Now ++ ADD to this - Tata & Mahindra have unique adv vis a vis other global auto players - They own steel ( tata ) , auto ancilliaries + defence + large B2B software services arms which are working on latest Auto technologies . Additionally there market share is so low they are challengers rather than incumbent … That is how they aggressively moved to EV instead of opposing the change …
It will be interesting how all this will unfold …

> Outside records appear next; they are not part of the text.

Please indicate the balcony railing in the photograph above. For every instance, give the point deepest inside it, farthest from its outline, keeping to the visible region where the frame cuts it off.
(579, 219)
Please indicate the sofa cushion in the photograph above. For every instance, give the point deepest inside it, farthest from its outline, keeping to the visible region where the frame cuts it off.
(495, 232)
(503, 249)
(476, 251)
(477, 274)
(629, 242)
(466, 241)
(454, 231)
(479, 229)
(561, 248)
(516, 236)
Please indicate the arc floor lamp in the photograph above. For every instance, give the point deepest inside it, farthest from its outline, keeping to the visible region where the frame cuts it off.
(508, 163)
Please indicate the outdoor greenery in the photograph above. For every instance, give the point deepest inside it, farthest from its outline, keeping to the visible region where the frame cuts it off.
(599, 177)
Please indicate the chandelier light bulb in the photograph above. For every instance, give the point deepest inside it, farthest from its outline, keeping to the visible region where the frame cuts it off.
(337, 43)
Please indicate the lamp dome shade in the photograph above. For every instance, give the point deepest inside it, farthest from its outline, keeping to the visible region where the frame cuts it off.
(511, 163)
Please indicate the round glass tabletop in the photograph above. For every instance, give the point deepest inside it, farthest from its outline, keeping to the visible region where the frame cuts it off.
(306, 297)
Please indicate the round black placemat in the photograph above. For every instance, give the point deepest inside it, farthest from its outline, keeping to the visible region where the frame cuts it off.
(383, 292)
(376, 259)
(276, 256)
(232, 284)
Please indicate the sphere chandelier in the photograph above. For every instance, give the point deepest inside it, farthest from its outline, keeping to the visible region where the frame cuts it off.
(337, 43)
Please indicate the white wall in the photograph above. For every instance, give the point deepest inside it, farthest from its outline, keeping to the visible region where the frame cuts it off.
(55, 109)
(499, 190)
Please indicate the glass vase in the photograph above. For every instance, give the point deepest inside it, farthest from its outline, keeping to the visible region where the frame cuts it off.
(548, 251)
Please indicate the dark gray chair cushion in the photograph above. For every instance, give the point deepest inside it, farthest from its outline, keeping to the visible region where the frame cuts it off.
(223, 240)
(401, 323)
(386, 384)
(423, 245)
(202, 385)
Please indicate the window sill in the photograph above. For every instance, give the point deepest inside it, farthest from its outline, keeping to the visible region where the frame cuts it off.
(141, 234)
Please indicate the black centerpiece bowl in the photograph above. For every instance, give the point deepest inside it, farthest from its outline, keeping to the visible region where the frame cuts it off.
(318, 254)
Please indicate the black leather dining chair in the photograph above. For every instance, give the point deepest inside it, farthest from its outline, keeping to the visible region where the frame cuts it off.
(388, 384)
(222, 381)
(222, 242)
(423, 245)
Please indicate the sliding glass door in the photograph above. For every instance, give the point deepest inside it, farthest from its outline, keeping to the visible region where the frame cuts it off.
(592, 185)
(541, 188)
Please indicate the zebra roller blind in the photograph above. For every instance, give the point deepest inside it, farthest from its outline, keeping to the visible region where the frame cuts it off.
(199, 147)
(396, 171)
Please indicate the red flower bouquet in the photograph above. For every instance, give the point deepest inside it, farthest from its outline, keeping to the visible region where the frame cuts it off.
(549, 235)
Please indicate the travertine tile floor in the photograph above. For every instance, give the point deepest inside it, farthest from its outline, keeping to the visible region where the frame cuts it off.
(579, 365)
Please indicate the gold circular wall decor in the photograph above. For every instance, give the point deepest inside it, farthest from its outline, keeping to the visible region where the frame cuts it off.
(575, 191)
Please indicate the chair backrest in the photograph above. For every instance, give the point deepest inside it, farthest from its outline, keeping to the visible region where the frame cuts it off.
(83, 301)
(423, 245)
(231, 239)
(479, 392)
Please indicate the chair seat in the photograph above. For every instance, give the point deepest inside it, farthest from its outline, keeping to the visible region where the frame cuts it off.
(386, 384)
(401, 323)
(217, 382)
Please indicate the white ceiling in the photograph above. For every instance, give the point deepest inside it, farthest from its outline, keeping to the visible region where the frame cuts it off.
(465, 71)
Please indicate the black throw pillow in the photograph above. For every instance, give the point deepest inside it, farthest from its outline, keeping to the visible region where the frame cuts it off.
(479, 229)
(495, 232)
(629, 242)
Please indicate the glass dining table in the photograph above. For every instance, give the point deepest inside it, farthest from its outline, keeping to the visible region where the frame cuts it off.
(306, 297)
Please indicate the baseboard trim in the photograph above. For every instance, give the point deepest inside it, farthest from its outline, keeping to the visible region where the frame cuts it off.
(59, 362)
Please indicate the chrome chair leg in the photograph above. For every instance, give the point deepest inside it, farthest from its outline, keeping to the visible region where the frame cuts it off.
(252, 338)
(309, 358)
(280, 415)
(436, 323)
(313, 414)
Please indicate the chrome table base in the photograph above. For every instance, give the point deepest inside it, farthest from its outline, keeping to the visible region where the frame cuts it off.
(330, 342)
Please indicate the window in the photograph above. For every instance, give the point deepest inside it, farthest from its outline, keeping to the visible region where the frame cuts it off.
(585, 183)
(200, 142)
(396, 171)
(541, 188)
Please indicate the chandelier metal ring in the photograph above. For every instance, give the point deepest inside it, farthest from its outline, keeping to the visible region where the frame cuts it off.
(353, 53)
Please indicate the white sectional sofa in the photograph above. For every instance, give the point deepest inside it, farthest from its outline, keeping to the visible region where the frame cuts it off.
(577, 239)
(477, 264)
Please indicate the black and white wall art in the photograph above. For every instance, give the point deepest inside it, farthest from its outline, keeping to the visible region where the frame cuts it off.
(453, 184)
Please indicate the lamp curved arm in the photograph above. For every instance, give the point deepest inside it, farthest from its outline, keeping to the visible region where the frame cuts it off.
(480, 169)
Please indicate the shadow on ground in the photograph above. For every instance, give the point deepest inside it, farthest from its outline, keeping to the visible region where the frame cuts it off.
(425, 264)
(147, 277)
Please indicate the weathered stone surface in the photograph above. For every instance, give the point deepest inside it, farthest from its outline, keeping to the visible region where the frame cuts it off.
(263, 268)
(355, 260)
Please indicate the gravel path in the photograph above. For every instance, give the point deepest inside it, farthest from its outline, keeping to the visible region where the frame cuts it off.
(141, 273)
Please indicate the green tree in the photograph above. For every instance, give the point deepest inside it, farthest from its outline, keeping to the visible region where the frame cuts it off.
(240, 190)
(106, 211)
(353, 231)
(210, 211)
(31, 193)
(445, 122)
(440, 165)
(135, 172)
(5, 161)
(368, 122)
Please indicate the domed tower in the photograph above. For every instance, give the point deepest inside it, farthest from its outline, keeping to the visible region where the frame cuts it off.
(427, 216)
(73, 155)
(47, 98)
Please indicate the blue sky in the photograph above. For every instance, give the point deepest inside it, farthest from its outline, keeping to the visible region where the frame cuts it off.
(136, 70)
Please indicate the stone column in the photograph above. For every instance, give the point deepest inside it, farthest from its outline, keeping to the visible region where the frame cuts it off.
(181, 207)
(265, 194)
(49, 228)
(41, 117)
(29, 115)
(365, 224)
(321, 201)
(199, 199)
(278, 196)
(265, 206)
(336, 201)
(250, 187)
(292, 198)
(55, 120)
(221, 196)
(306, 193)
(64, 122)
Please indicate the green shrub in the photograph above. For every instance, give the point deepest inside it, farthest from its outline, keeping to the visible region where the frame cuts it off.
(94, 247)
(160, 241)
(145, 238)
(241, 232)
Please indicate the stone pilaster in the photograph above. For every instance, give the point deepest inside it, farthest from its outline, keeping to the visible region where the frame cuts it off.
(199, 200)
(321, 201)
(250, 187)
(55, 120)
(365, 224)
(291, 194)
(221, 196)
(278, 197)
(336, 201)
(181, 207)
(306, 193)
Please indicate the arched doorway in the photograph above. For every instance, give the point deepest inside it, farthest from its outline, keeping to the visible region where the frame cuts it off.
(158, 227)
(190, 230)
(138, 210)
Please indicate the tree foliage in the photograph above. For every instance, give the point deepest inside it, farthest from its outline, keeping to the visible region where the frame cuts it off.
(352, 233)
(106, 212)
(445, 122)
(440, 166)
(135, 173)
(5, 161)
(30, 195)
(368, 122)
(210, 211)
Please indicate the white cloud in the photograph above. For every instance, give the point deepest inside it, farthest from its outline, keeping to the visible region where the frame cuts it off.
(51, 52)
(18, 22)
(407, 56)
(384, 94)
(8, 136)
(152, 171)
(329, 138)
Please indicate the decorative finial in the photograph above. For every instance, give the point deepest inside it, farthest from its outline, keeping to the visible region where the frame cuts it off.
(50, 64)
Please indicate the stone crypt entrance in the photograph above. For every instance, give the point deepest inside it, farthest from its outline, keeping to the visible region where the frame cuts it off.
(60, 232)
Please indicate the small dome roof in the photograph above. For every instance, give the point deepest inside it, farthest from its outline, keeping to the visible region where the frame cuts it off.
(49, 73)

Leave behind Corus, take the example of Nano, from the day#1 everyone knew it was a failure. They pursued it just bcoz it was Chairman’s pet project. Where is promoters integrity,efficacy n enrichment of stakeholders equity.We can go on length but eod everyone wanna result,without which No one will value on par leave behind valuing u at premium. We are quoting at less than 1 wrt mktcap/sales even then no one is ready to buy us.
Have high hopes on current mgmt n ipace, if something goes wrong then v VL b in bottomless pit. Fingers crossed.
Agree. But the quantum is what is concerning. I recall the numbers that JLR talked about until few months back were much smaller and they had already committedt o move their entire portfolio to EV by 2022.
Employees stock option is based on last six month prices … Lower the prices higher the gain …
Agree that quantum of investment is higher but JLR is seeking to become a larger player and compete with Tesla, BMW and Audi.
There are a very few companies based out of India who have forgone near term profits to become a global player. And I like what they are trying to do. ( Biocon was another one in last decade. )
I liked the aggression which they displayed to beat Mahindra to win govt EV contract and deliver first set of EV already.
We can not judge current leap of faith with traditional valuation parameters for next 4-5 years as it will be evolution phase of company.
Discl: Invested and TAMO forms a big part of my portfolio. Currently evaluating whether to sell & book losses or hold on to it for long term.